El reciente acto de juramentación del nuevo Gabinete, después de la censura del Congreso a la primera ministra Ana Jara, reveló al presidente Ollanta Humala en su máxima expresión como opositor de sí mismo.
Nunca antes habíamos visto a la primera dama, Nadine Heredia, (ahí están las imágenes para confirmarlo) apropiarse enteramente, como el jueves por la noche, del ritual celebratorio de una juramentación ministerial en bloque.
Su reparto de besos, abrazos, sonrisas, aplausos, desde una forzada presencia corporal en primera fila, hizo visible el deseo de la primera dama de reafirmar su papel de reina del palacio, en un momento en el que quien merecía ser el centro de los reflectores parecía su príncipe consorte.
Una vez más aparece ante nosotros el presidente Humala contra el presidente Humala, regateando espacios importantes de poder hacia afuera, como a una oposición con la que no quiere dialogar ni concertar, y perdiéndolos por dentro, donde las funciones constitucionales del cargo de primer ministro obedecen en mucho a los designios personales y políticos de la primera dama.

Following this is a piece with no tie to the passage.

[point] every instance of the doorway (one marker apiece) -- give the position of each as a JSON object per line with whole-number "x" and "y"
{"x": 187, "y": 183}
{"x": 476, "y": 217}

La grave injerencia de la señora Heredia en la PCM distorsiona por completo la investidura de autoridad de la presidencia y debilita fuertemente la capacidad de gestión gubernamental, reduciéndola, en sus mandos claves, a la priorización de lealtades personales antes que de capacidades probadas.
Los ex primeros ministros Salomón Lerner y Oscar Valdés se esforzaron, a su turno, por ganar un espacio propio. Todos los demás administraron la inercia típica: la de una PCM siempre compartida, no con el jefe de Estado, como ordena la Constitución, sino con la esposa de este. Su condición de presidenta del Partido Nacionalista no le da ninguna legitimidad para alterar el poder político constituido.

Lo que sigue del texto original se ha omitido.